Boy bitten on the head by mountain lion outside his home

A boy has been bitten on the head by a mountain lion in Colorado – the third such attack in the state this year.

The eight-year-old had been playing on a trampoline with his brother outside their home in the town of Bailey, 35 miles southwest of Denver, on Wednesday evening.

A friend had called his name from a house nearby – and when the boy ran over the mountain lion pounced, Colorado Parks and Wildlife (CPW) investigators said.

When the boy’s father came outside, the mountain lion was on top of the child, but it ran away when it saw the man approaching.

Rebecca Ferrell, a spokeswoman for CPW, said the man had been “quite heroic” and had done “everything we would ask somebody to do”.

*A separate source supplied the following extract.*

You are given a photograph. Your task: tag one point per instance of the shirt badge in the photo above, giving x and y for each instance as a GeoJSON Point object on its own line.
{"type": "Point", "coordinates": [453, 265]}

She added: “His efforts almost certainly saved his son’s life.”

The mountain lion had probably thought the playing children were prey, she said, with the attack instinct triggered by the boy running to his friend’s home.

The boy is in a stable condition in hospital.

The mountain lion is thought to have been one of two trapped and euthanised after the attack.

Both cats matched the description given by the boy’s father, wildlife officials said.

CPW said the lions would be sent to a lab in Wyoming for DNA analysis, adding: “That is how we would be able to confirm with absolute certainty that we got the mountain lion from the attack.”

The attack comes a week after a man in Big Horn Park, northwest of Denver fought off a mountain lion with a pocket knife.

In February, a mountain lion attacked a runner near the city of Fort Collins, but the victim managed to escape.

There have been 22 mountain lion attacks on people in Colorado since 1990, three of them fatal.

Ms Ferrell said it was rare for mountain lions to attack people, although it was becoming more common as Colorado’s cities and towns continued to expand.

She said: “When you think about it in that context – that we have more and more people coming in and more and more people moving to those exurban areas where wildlife is quite abundant – the opportunity for human-wildlife interactions will just increase by sheer numbers alone.”